Tests. cargo test --workspace runs the codec unit tests in substrate plus the end-to-end integration tests in simulator/tests/. Each integration test calls bind_endpoint + accept_loop in-process on 127.0.0.1:0 (OS-assigned port), connects a SimulatorClient against it, and asserts what arrives on the test-owned T1 receiver. Add a new simulator/tests/end_to_end_*.rs for each new wire path (T2 uni, T3 bi) as the substrate-side demux lands.

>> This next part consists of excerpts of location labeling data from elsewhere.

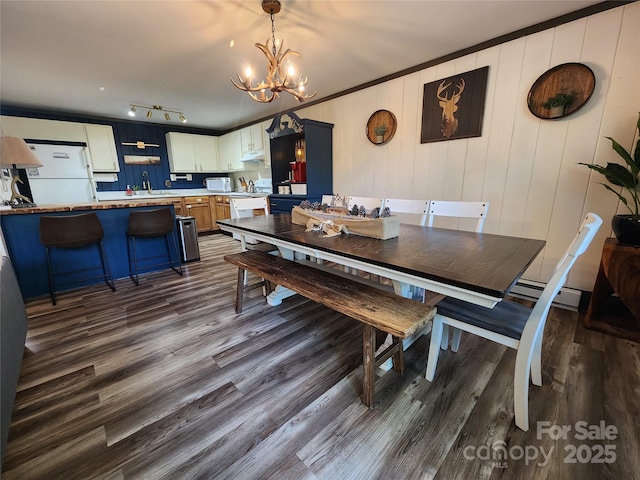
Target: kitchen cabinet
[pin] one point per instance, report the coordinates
(222, 206)
(200, 209)
(39, 129)
(230, 148)
(319, 164)
(190, 153)
(267, 143)
(206, 153)
(252, 138)
(178, 206)
(102, 148)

Metrics scrape. With metrics_enabled = true (default), the substrate exposes a Prometheus-format endpoint:

curl http://127.0.0.1:9100/metrics

A docker-compose stack under monitoring/ brings up VictoriaMetrics + Grafana auto-provisioned: make monitoring-up then Grafana at http://localhost:3000 (admin / admin), both dashboards under the quic_ecs_dt folder. The compose mounts dashboards/ directly so any edit to the JSON files re-imports within 10 s.

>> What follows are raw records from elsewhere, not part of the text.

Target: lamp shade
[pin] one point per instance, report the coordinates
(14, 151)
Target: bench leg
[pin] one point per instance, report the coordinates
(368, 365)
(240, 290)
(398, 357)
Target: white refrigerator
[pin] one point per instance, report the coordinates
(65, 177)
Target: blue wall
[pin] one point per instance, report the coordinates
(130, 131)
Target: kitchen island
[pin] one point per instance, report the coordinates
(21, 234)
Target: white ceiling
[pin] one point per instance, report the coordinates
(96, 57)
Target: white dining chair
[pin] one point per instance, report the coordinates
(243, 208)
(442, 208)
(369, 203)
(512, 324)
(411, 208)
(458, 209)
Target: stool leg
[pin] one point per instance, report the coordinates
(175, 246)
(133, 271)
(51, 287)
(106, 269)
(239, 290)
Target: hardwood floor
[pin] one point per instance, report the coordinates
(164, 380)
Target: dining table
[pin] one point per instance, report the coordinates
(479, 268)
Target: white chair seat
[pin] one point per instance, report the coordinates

Two Grafana dashboards under dashboards/:

  • runtime.json — tick rate, RSS, per-tier received/dropped/latency, channel depth (paper §Evaluation surface).
  • sensors.json — thermometer + gauges + stat panels per SensorType, driven by sensor_aggregate{type, stat} (operator-facing surface).

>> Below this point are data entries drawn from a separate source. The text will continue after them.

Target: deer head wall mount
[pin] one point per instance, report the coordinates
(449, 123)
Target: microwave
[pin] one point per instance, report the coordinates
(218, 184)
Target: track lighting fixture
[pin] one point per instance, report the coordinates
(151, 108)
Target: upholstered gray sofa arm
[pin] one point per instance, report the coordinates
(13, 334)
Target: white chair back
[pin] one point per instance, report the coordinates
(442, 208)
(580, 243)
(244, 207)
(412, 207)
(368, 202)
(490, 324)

Both use the ${datasource} template variable so you can point them at any Prometheus-compatible source.

Manual two-process run. From the repo root, in two shells:

# shell 1 — server (use RUST_LOG=substrate=debug to see the per-conn summary)
cargo run -p substrate

# shell 2 — client; --help shows all flags
cargo run -p simulator -- --rate-hz 100 --count 0 --devices 4

Simulator flags (see cargo run -p simulator -- --help): --addr, --server-name, --cert, --rate-hz (T1 datagram rate; 0 disables T1), --t2-rate-hz / --t3-rate-hz (per-tier event rate; 0 disables), --t3-timeout-ms (T3 ack wait, default 2000), --count (T1 count; 0 = until Ctrl-C), --devices, --sensor-id, --sensor-type (one of generic|temperature|humidity|pressure|voltage|current), --profile (single or industrial — 5 sensors per device on ids 0..4 covering all types). The client logs a one-second progress line with t1_sent/t2_sent/t3_sent/t3_timeouts/per-tier observed Hz, and a final simulator done line with elapsed time on exit.

Key references

  • Prior self-citations: plantevin2026ecs, plantevin2026quic (both IEEE SWC 2026, "to appear").
  • QUIC: RFC 9000 (core), RFC 9221 (unreliable datagrams).
  • DT foundations: Tao et al. 2019; Grieves & Vickers 2017; Minerva et al. 2020.
  • ECS: Nystrom 2014, Game Programming Patterns.
  • Mixed-reliability transport: Peeck et al. (W2RP for DDS).
  • DT sync metrics: Çakır et al. 2023 (Twin Alignment Ratio); Bellavista et al. 2023 (ODTE).
  • Industrial QUIC/IIoT: Fernández et al. 2021; Boeding et al. 2025.
  • Full bibliography: paper/references.bib.